Had the ball been two feet from the hole, no issue.
It was, however, close. How close? This close:
It was maybe not quite chipgate or gimmegate, but take a look at Sagstrom's reaction. Then imagine being one of her team-mates and what all this will do to your desire to win.
Ask yourself also, what this sort of thing does to the other team. In that first video Ewing looks awkward, as did Korda through the conclusion of the match.
Neither was responsible for the mess, but nor did they do anything to take the heat out of it.
That awkwardness won't be going away on the second morning.
Unless the Americans have the hide of a rhino - or, do be more Solheim-specific, the hide of Dottie Pepper - they will be feeling sheepish.
The third option is that they flip the situation and feel wronged that the world is looking on so aghast.
Even so, their task is huge as it is.
The real story of the first day was that the European, rated rank outsiders at the start of the match, were magnificent on day one and take a 5.5-2.5 lead into the Sunday morning foursomes.
Let's take a closer look at the state of play.
Day One leaders
In the 16 match history of the Cup the leaders after day one have a very strong record.
On one occasion the match was tied at this point, but in the other 15 there were only three instances of teams turning the scoreline on its head.
The flipside of that is that the Americans are the only side to have completed a comeback - all three were theirs.
In the preview we suggested backing Europe and then laying - they are now odds-on.
Day Two foursomes
We also tipped the European to win the first morning foursomes and they did us proud.
What of the next set?
Danielle Kang and Austin Ernst versus Georgia Hall and Madelene Sagstrom
Hall has now played five foursomes, won four and earned a half in the other. She's split from Boutier, but gets to reintroduce Sagstrom to the fray. It suggests Matthew has faith in her calm authority. Kang has won just once in her last five foursomes/fourball matches.
Lexi Thompson and Brittany Altomare versus Charley Hull and Emily Pedersen
Thompson's woes in this event continue. She entered the week with a 5-4-6 record that was 1-4-4 if you took her matches with Cristie Kerr out of the equation. After two defeats on Saturday that record is now an astounding 1-6-4 (or three points from 11). Hull's foursomes record is played six, won five, halved one. Altomare putted well again on Saturday, Pedersen (in union with Hull) claimed her first point after her tough debut four years ago.
Nelly Korda and Ally Ewing versus Mel Reid and Leona Maguire
Korda faces her nemesis on the first morning: the Anglo-Irish veteran-rookie double act of Reid and Maguire. The latter was superb all Saturday. A fascinating duel and Reid, who carries off a neat cowboy's narrowed eyes and hands-on-hips combo, is likely to be motivated.
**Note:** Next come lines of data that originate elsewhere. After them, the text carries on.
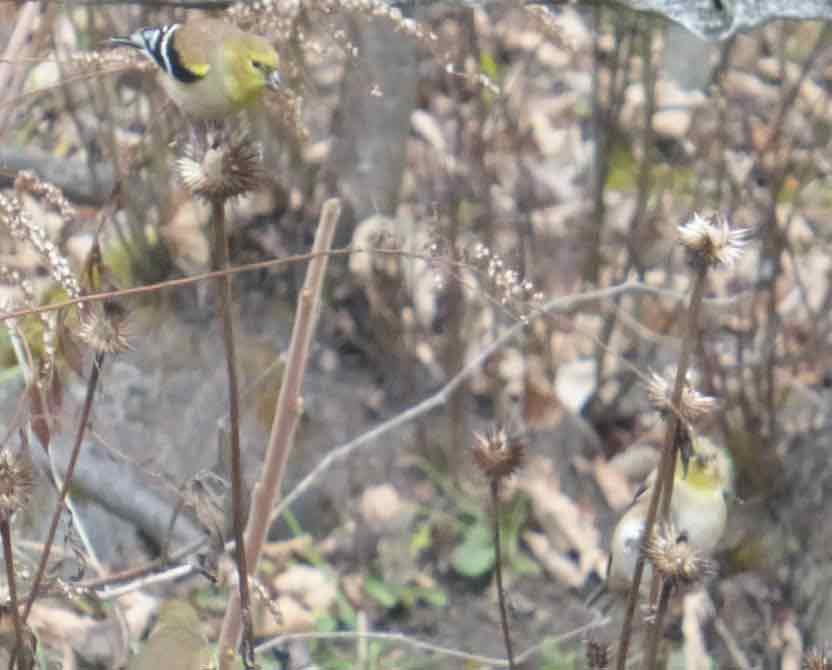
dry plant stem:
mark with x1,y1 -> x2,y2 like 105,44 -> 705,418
647,578 -> 673,667
257,617 -> 609,668
616,266 -> 708,670
219,199 -> 341,670
491,479 -> 514,670
0,517 -> 23,668
211,198 -> 254,668
0,255 -> 755,329
272,282 -> 733,532
23,352 -> 104,623
0,2 -> 40,137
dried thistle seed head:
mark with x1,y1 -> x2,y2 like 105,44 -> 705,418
586,640 -> 610,670
77,303 -> 130,354
644,524 -> 714,585
176,126 -> 265,200
647,371 -> 717,422
803,644 -> 832,670
0,449 -> 35,520
474,427 -> 526,481
679,214 -> 751,268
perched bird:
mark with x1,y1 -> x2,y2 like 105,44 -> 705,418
128,600 -> 214,670
109,18 -> 281,121
606,435 -> 733,591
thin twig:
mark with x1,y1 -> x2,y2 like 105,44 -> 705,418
211,198 -> 254,670
23,352 -> 104,623
491,479 -> 514,670
256,617 -> 609,668
616,266 -> 707,670
219,199 -> 341,670
647,578 -> 673,667
0,253 -> 757,325
0,515 -> 23,668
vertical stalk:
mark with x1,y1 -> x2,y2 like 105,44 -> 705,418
616,265 -> 708,670
219,198 -> 341,670
22,352 -> 104,623
491,479 -> 514,670
211,198 -> 254,668
0,515 -> 23,668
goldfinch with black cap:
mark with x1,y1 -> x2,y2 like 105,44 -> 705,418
110,18 -> 281,121
606,435 -> 734,592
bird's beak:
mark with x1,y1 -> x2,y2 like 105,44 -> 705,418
266,70 -> 283,91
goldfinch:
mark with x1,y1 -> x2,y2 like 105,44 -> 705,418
606,435 -> 733,591
110,18 -> 281,121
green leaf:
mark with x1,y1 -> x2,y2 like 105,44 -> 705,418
480,51 -> 500,82
451,524 -> 497,578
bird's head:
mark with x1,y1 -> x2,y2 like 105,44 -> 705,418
676,436 -> 733,493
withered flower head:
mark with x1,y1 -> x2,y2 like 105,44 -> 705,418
647,372 -> 717,422
586,640 -> 610,670
78,303 -> 130,354
0,449 -> 34,520
679,214 -> 751,268
176,126 -> 265,200
644,524 -> 715,586
474,427 -> 526,481
803,644 -> 832,670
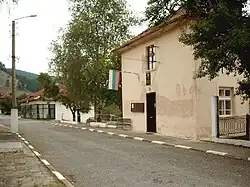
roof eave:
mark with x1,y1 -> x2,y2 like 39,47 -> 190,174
114,14 -> 186,54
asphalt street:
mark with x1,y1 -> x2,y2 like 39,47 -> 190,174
0,119 -> 250,187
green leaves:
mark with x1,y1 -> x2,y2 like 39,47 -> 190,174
50,0 -> 137,114
145,0 -> 186,27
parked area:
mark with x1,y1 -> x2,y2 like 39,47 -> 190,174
0,125 -> 64,187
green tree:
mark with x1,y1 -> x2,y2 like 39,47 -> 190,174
146,0 -> 250,99
37,73 -> 90,121
50,0 -> 136,119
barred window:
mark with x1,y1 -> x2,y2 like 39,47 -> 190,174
219,88 -> 233,117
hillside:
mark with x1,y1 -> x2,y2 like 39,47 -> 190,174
7,68 -> 38,79
0,62 -> 38,92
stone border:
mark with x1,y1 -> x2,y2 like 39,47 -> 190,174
16,133 -> 74,187
52,123 -> 250,161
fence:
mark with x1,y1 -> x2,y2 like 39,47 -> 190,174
218,115 -> 250,140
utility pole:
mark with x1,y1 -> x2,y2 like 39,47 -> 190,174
12,21 -> 17,108
11,20 -> 18,133
10,15 -> 37,133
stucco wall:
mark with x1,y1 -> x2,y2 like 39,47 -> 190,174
122,21 -> 249,139
122,24 -> 196,138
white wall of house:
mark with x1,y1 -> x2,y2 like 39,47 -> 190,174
122,19 -> 249,139
20,101 -> 94,123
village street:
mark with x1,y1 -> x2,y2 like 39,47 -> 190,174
0,119 -> 250,187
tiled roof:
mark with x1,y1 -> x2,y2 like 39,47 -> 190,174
20,83 -> 66,103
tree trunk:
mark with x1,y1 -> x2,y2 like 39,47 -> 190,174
72,110 -> 76,121
77,109 -> 81,123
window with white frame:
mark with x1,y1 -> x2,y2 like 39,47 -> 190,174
219,88 -> 233,117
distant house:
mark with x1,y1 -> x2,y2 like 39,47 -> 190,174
117,11 -> 249,139
0,87 -> 30,99
21,84 -> 94,122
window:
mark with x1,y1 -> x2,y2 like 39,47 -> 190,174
146,45 -> 156,86
131,103 -> 144,113
147,45 -> 156,70
219,88 -> 233,117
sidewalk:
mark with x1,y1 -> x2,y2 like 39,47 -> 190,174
0,125 -> 64,187
54,123 -> 250,161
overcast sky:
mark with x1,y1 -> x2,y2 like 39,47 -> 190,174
0,0 -> 147,73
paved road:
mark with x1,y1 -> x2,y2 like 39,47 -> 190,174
0,117 -> 250,187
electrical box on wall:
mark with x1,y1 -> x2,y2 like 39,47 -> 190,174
131,103 -> 144,113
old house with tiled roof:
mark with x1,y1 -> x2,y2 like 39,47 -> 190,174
21,84 -> 94,122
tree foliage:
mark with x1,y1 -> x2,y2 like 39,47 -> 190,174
50,0 -> 136,117
37,73 -> 90,121
146,0 -> 250,98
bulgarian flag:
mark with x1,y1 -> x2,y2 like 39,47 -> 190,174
109,70 -> 120,90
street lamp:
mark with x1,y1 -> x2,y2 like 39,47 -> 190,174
10,15 -> 37,133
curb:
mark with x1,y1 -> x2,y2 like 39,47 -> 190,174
51,123 -> 250,161
16,133 -> 74,187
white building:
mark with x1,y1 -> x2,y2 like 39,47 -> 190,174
21,90 -> 94,123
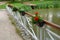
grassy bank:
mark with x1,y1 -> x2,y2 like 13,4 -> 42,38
31,1 -> 60,9
0,4 -> 6,9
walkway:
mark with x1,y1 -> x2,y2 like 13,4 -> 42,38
0,10 -> 23,40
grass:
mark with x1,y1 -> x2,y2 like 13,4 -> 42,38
0,4 -> 6,9
31,1 -> 60,9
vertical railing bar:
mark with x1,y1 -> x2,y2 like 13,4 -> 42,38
26,17 -> 36,36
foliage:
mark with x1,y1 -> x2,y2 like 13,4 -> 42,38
0,4 -> 6,9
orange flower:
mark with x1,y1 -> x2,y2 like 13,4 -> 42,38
34,16 -> 39,21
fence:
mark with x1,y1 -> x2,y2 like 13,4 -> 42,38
6,6 -> 60,40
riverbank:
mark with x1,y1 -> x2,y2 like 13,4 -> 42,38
0,1 -> 60,10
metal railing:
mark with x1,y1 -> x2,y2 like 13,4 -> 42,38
6,6 -> 60,40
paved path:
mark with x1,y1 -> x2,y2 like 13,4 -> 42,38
0,10 -> 22,40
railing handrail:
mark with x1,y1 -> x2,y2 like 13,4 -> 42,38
26,12 -> 60,30
9,5 -> 60,30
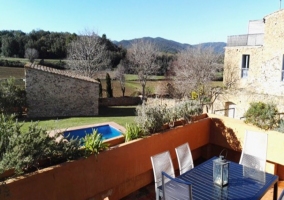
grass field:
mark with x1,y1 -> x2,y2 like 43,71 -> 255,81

Lizette Salas and Jennifer Kupcho versus Anna Nordqvist and Mathilda Castren
America's other winning partnership get a second go, but will face a Scandinavian team that won 1-up and 4&3 on Saturday.
Every pairing is available at evens or better and plenty will appeal.
I'm a little wary of Thompson's on-going frailty - surely she must come good sooner or later? But allied with Hull's continuing excellence in the format, getting odds against for a European win in the second match is the pick.